Das Kappi war herrlich, ich konnte richtig mit fühlen, was icn Edward vorging. Ich fand, dass es sogar ein tolles Ende für das Biss Buch wäre^^
Allerdings müsste dann die vornerein Geschichte verändert werden, aber die ist so einfach nur gut.

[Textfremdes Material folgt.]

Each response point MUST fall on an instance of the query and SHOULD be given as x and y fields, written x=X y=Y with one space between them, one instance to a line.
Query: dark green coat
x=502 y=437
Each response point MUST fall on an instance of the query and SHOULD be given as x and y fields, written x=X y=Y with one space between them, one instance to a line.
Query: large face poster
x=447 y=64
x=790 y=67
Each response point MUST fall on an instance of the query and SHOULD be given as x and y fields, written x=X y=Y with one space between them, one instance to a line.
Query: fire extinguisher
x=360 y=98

Es passt gut zusammen.
Schade, dass sie schon so bald zuende ist, aber wie heißt das Sprichwort: In der Kürze liegt die Würze und dein ist wirklich 1 a gewürzt.

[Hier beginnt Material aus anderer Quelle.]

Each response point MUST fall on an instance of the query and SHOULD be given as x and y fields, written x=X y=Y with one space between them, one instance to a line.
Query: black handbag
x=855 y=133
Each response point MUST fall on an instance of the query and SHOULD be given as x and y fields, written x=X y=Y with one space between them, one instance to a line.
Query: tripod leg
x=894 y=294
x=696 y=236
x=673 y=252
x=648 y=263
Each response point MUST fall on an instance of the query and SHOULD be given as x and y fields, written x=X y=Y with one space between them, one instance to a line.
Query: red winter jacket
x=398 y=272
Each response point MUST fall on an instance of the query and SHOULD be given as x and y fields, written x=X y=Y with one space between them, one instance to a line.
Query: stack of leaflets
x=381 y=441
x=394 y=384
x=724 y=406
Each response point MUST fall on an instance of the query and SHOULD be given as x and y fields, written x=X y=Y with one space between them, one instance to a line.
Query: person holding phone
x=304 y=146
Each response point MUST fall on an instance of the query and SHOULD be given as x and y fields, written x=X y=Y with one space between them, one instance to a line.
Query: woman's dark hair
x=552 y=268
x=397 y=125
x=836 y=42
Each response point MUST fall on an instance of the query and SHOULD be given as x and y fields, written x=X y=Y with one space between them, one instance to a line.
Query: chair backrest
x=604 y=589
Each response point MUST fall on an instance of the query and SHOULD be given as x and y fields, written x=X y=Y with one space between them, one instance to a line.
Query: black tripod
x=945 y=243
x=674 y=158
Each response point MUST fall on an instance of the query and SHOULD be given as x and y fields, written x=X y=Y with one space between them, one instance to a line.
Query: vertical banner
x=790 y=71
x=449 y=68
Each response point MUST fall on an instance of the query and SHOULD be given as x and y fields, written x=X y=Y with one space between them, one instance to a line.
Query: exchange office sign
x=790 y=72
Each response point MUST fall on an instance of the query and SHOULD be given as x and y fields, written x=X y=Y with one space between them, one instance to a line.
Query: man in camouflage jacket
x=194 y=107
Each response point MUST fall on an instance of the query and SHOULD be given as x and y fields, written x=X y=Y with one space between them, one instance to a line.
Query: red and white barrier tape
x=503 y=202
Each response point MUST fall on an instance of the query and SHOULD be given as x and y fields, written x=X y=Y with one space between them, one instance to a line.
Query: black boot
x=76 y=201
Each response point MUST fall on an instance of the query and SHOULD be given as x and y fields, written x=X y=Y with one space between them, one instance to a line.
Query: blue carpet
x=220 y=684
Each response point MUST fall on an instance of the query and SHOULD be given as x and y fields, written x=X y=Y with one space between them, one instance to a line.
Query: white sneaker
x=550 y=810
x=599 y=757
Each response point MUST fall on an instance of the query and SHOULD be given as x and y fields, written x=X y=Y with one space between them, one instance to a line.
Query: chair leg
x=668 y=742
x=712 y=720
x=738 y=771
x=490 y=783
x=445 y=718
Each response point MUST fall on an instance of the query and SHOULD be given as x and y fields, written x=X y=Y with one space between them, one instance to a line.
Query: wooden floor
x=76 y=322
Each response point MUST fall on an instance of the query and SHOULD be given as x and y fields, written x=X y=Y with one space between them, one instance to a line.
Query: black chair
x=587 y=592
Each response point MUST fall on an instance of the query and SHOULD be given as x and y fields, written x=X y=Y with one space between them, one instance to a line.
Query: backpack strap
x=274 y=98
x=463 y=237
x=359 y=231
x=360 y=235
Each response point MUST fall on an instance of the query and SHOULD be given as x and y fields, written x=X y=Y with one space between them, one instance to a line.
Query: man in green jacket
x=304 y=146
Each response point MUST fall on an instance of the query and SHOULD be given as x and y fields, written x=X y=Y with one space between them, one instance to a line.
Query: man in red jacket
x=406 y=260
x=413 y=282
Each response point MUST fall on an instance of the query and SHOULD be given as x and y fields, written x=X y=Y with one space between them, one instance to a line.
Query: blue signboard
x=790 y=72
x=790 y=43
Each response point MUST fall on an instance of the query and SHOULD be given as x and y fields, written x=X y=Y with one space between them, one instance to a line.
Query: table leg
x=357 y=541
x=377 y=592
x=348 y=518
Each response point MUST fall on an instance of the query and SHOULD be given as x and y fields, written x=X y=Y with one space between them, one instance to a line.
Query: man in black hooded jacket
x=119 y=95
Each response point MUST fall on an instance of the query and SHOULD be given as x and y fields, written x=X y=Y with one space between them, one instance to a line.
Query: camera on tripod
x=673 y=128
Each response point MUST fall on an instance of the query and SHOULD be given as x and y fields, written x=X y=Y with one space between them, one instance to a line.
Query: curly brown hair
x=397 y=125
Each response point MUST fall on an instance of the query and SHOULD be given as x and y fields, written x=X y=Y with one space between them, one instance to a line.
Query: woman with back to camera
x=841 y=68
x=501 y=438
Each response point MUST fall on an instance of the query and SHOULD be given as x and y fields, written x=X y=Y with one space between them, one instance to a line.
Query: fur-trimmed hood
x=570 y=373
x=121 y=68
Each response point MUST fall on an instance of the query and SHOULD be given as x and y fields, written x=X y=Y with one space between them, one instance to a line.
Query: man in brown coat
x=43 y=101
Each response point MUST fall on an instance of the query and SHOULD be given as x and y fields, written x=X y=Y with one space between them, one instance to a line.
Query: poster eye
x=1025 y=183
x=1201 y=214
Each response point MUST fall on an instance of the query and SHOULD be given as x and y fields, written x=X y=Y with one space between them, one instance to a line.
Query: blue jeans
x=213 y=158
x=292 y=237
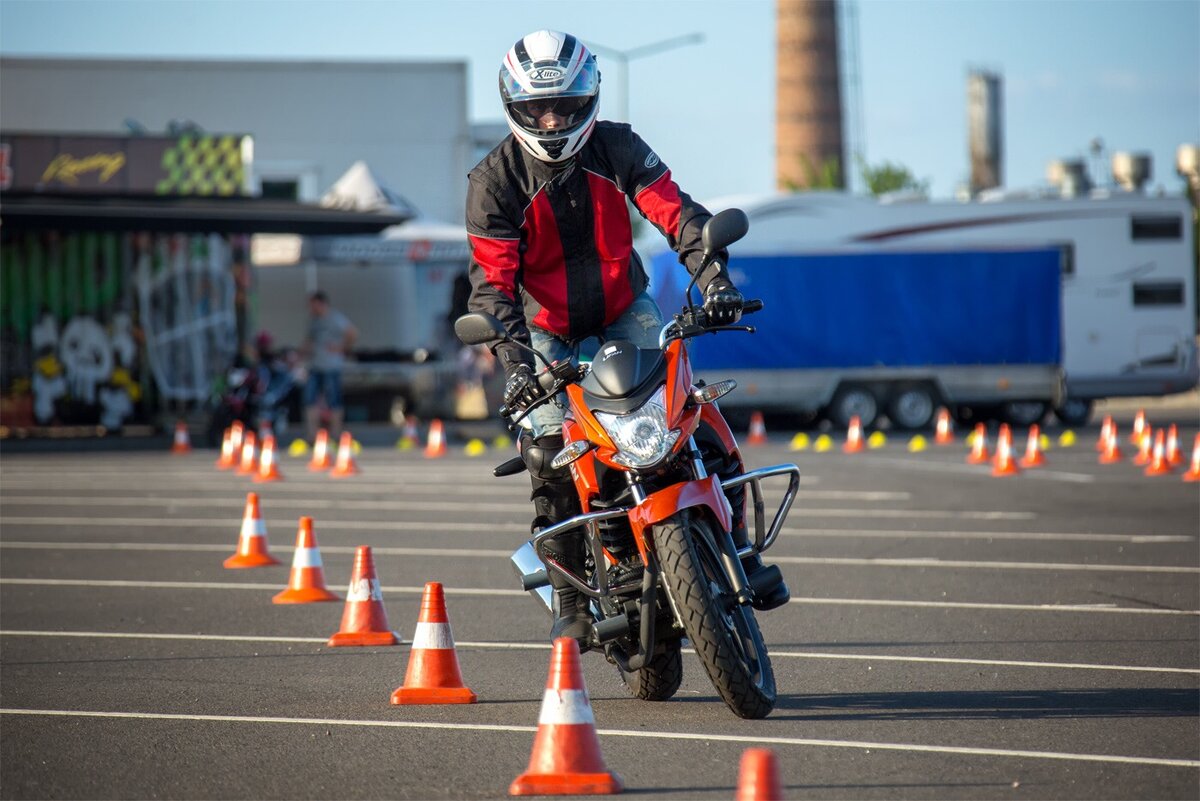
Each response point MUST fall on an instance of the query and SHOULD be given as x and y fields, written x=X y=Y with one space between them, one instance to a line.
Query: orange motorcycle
x=651 y=457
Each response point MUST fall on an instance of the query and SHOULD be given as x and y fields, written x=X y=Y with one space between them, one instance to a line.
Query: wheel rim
x=862 y=404
x=915 y=408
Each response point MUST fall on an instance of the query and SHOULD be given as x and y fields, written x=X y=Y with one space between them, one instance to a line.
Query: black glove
x=723 y=302
x=520 y=387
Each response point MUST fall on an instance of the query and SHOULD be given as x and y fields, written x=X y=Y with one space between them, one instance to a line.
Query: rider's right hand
x=520 y=387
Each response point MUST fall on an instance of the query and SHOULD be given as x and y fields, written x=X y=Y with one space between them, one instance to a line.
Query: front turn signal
x=570 y=453
x=709 y=392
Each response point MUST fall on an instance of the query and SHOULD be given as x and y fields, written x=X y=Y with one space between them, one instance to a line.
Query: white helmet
x=547 y=71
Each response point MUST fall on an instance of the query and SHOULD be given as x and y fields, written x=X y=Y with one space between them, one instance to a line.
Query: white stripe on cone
x=364 y=590
x=306 y=558
x=433 y=637
x=565 y=708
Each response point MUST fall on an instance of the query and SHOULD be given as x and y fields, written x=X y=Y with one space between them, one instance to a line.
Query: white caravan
x=1128 y=276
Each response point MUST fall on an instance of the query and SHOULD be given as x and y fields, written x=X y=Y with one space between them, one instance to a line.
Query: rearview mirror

Ich war nur etwas enttäuscht, dass du Jasper und Esme vergessen hast....
Jasper ist mir einfach ans herz gewachsen^^
Ich hoffe, du bringst sie noch in den Epi oder das letzte Kappi mal rein.

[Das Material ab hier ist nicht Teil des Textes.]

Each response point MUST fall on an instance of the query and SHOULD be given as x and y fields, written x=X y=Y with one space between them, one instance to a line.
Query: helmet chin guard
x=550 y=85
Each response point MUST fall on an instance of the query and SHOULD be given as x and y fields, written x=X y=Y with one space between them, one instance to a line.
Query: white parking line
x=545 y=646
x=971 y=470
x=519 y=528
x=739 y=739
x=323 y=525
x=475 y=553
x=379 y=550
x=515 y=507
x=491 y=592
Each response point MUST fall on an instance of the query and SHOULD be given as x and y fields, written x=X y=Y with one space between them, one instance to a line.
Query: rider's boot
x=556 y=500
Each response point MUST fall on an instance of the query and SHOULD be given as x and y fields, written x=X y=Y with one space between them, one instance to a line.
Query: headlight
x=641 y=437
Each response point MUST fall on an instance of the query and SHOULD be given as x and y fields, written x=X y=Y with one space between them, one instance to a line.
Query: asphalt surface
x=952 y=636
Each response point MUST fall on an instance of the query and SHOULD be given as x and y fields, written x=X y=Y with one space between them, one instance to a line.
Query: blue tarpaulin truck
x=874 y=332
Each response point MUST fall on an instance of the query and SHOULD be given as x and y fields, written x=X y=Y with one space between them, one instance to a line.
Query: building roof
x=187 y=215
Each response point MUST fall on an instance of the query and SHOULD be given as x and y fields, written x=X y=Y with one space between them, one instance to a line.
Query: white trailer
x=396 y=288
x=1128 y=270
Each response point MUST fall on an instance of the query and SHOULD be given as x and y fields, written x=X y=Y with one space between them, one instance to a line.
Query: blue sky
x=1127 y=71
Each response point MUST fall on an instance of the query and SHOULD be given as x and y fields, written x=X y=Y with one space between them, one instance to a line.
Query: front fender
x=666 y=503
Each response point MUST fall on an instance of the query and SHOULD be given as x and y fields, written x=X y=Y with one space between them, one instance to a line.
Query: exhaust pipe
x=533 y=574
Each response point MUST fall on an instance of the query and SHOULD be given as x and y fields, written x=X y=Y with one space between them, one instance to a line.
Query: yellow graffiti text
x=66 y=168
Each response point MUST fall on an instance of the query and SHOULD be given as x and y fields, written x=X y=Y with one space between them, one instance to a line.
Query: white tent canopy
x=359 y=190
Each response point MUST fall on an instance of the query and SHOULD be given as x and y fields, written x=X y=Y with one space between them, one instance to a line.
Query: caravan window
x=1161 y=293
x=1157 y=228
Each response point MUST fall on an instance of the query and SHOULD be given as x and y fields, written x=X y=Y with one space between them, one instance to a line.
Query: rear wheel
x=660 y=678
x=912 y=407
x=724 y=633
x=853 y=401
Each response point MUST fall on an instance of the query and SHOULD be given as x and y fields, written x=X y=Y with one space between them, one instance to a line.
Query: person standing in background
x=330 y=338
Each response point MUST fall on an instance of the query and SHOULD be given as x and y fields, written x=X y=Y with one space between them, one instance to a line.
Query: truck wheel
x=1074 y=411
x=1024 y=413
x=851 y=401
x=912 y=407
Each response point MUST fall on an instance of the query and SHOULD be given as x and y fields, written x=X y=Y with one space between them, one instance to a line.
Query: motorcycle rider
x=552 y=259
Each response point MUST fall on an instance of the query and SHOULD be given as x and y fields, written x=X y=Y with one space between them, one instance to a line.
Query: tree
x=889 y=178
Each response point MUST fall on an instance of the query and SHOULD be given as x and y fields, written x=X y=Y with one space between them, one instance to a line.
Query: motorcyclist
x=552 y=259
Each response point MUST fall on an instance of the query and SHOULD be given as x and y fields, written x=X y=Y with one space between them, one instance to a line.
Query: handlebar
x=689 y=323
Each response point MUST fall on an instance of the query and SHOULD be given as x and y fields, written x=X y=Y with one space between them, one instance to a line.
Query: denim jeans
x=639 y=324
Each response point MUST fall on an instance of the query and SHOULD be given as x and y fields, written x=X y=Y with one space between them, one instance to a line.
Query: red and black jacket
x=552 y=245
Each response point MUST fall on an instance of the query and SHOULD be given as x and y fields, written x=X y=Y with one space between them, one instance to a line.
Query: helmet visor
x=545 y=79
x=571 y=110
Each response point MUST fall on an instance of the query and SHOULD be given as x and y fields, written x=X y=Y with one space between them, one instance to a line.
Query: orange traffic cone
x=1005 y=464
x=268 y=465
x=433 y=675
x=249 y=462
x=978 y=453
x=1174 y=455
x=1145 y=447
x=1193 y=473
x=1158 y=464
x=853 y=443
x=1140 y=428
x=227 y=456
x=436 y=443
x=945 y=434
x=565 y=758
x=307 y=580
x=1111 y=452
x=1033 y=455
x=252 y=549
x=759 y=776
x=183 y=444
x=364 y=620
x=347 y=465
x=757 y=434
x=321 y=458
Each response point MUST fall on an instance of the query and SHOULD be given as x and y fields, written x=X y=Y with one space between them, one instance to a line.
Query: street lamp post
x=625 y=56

Denn ohne Jasper, gibt es bei mir keine Alice^^

ICh hoffe, du schreibst schnell weiter!!!

Shiki-chan
Von:  -mya-
2008-10-10T06:58:16+00:00 10.10.2008 08:58
woah großer showdown^^ so gut wie alle vampire anwesend was will man mehr;)
das ende war richtig toll^^ ich frag mich nur was jetzt noch kommen soll.. mir würde das schon fast als ende ausreichen...aber auch nur fast..
Von:  jozu
2008-10-09T14:16:32+00:00 09.10.2008 16:16
soo, jetzt hab ich es auch endlich geschafft das kap zu lesen und es war einfach nur toll *_______________________*
echt schade, das es schon fast vorbei ist^^
naja, es gibt ja noch andere tolle ff's von dir ^.~
lg nuddelsuppenfreak
Von: abgemeldet
2008-10-08T07:01:08+00:00 08.10.2008 09:01
schönes kapitel auch wenn es etwas schwierig war wieder umzudenken ^^
mal sehen was jetzt noch im letzten kapitel passiert
Von: abgemeldet
2008-10-06T12:57:05+00:00 06.10.2008 14:57
schade, dass du bald aufhörst q_q
ich freu mich aber trotzdem auf's Ende. <3
Das Kapitel ist schöööön.
lg,
make-a-wish
Von:  -_Cherry-chan_-
2008-10-05T18:29:11+00:00 05.10.2008 20:29
klasse kapi^^
gefällt mir echt sehr gut^^
mach weiter so
und sag doch dann bitte bescheid, ja?
lg sasuke-girl94
Von: abgemeldet
2008-10-05T16:01:12+00:00 05.10.2008 18:01
Endlich geht es hier weiter.
Die Geschichte ist so toll und das neue Kapitel erst. Wahnsinn.
Wie Bella mit sich selber gekämpft hat, um nicht das Menschenblut trinken zu müssen, ist schon der erstaunlich.

Der Schreibstil ist auch wiedermal wunderbar.
Ist zwar schade, dass es bald zuende ist, aber es wäre auch blöd, die Geschichte endlos in die Länge zu ziehen.

Ich freu mich jedenfalls schon aufs nächste Kapitel.